Fi:Maastotietokanta/Road Import Stage1 Plan

From OpenStreetMap Wiki
Jump to navigation Jump to search

Finnish Road Import Stage 1 Plan


The goal of this import is to include road dataset for those parts which DO NOT OVERLAP with the existing road/building objects in OSM. This stage 1 import only considers the objects which do not have overlap! The rest of data will be handled later in a different import. Conflation and other data joining will be performed in a later stage in another import (if/when such is deemed necessary and reasonable safe).

The dataset in this phase includes only road centerline, highway=* (some manual classification will be necessary), ref=*, names (name=*, name:fi=*, and name:sv=*), surface=*, oneway=yes, bridge=*, tunnel=*, layer=* (when appropriate), route=ferry, and type=cable. The Samish names (only 263 in total) need to be handled separately independent from this import (due to complexity of character and language encodings, it does not seem wise to include into this stage of import).

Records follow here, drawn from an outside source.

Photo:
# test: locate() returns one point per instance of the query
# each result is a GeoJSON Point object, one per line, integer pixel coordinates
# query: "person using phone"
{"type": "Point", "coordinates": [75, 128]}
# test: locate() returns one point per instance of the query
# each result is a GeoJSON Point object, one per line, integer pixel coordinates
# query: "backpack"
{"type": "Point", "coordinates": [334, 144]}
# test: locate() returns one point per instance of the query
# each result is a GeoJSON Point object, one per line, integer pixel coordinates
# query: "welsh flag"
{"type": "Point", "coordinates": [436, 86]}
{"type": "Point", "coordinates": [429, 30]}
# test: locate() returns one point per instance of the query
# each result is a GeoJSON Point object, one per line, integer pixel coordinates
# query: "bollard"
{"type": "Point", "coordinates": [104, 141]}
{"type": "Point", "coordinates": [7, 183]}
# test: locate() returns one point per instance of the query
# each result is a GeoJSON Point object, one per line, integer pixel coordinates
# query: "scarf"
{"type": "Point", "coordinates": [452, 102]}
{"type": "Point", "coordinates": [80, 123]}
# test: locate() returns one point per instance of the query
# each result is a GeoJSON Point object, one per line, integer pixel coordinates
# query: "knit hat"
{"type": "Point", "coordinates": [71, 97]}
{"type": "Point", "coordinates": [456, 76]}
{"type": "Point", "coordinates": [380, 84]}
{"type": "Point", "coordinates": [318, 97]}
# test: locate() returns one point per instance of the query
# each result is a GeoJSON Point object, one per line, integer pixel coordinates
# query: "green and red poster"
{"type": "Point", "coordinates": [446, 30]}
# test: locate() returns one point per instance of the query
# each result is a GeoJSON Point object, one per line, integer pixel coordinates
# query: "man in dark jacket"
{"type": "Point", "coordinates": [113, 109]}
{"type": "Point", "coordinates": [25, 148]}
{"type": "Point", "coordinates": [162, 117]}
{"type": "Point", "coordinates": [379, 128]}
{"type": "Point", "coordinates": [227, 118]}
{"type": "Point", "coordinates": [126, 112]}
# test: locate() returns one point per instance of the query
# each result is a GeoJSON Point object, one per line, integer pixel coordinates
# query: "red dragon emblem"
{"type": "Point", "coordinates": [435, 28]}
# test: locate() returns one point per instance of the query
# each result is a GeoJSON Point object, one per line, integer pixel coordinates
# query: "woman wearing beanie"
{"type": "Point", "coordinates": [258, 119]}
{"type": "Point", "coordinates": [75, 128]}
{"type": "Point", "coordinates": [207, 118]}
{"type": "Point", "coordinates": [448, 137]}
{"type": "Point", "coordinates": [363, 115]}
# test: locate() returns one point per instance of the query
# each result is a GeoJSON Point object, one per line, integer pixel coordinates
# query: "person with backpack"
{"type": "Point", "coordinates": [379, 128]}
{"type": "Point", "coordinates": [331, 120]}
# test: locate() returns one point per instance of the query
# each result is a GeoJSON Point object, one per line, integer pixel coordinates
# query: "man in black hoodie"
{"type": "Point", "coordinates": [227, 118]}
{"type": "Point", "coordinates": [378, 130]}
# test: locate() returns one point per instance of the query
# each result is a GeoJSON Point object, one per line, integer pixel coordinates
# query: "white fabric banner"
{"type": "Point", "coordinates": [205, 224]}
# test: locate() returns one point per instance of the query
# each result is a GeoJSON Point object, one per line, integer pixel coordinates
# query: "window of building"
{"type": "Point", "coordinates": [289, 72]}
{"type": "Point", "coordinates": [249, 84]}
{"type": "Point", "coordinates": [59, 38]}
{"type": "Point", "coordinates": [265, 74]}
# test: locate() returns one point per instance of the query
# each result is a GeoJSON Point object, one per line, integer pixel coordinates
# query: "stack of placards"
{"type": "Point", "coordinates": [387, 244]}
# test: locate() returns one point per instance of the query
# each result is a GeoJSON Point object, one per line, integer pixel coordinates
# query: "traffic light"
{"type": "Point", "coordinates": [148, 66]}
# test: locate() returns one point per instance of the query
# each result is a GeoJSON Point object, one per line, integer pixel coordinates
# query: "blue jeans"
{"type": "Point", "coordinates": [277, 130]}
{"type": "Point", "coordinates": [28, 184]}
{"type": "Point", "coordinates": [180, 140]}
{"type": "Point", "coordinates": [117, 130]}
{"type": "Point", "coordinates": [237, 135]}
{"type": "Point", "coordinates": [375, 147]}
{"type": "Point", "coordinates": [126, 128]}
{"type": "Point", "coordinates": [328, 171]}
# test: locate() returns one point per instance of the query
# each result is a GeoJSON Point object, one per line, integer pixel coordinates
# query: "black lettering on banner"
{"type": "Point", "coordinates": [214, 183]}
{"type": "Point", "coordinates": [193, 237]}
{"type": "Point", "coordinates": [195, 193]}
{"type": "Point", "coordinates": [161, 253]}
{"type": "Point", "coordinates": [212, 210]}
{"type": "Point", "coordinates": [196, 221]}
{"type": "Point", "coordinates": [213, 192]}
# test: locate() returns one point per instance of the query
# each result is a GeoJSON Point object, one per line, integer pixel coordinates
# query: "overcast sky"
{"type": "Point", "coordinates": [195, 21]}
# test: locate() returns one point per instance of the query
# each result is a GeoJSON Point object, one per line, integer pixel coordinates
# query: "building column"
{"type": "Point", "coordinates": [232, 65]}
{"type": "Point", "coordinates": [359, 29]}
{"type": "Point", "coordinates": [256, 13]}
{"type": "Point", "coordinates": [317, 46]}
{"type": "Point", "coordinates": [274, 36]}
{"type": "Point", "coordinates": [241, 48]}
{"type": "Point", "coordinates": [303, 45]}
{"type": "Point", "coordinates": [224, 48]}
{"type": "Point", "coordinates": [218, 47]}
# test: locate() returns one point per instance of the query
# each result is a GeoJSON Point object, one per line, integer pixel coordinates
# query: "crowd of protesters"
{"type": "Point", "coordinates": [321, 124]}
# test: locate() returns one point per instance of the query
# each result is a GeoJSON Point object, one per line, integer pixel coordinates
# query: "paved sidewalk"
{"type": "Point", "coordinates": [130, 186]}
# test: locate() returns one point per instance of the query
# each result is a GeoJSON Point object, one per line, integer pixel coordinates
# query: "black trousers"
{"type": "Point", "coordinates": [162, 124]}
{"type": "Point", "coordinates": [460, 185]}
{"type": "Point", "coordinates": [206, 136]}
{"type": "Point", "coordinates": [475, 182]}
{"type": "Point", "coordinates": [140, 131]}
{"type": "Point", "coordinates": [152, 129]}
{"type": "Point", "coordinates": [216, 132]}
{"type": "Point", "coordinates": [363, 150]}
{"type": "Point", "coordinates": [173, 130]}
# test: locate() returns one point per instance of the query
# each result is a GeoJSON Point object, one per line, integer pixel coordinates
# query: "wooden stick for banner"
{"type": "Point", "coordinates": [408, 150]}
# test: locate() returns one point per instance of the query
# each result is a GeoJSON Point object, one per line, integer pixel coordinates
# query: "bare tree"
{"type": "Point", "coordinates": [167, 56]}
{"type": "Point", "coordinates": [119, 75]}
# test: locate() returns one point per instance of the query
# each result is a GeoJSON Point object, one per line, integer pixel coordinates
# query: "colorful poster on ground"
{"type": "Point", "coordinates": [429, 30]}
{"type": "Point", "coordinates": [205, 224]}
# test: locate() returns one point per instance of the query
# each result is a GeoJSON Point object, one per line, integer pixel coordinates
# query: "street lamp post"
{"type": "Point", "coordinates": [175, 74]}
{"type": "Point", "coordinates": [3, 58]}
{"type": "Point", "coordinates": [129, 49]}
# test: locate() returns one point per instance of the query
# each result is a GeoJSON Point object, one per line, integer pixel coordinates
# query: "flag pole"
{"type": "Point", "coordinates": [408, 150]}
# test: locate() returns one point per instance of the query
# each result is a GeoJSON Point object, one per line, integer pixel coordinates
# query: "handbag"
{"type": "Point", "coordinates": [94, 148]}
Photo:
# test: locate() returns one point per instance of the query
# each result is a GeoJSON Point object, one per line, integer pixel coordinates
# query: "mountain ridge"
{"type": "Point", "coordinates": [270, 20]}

The checking and importing process will begin as soon as the proper copyright notice is in place. As only a limited time for checking and completing a reasonably sized subnet is required, the whole import stage 1 is expected to complete in few months if not sooner.

Import Data


Data source site: (Roads with addresses is the subset of topographic-database used for this import). In addition, boundaries were trivially used during minor name cleanup in Ahvenanmaa prior to subnet generation. The exact data extract used is (at least currently) available from:
Data license: + attribution clarification:
Type of license (if applicable): CC-BY like with clarifications on attribution requirement (essentially: "OSM copyright page is enough like with the other sources")
Link to permission (if required):
OSM attribution (if required): and
ODbL Compliance verified: yes

Import Type

Import is one-time. Current (or very recent OSM data) is checked against data so that empty areas in OSM are located and the corresponding road subnets for the empty parts are built. No conflation or such data matching is necessary for this stage as the objects should not match any geometry currently in OSM (unless OSM data is very much off from right position, dealing way-off OSM data is found and handled in a later phase). Currently around 165k subnets have been located. The largest networks are around 600km long in total but the size reduces dramatically to more managable networks. Most of the networks are rather small.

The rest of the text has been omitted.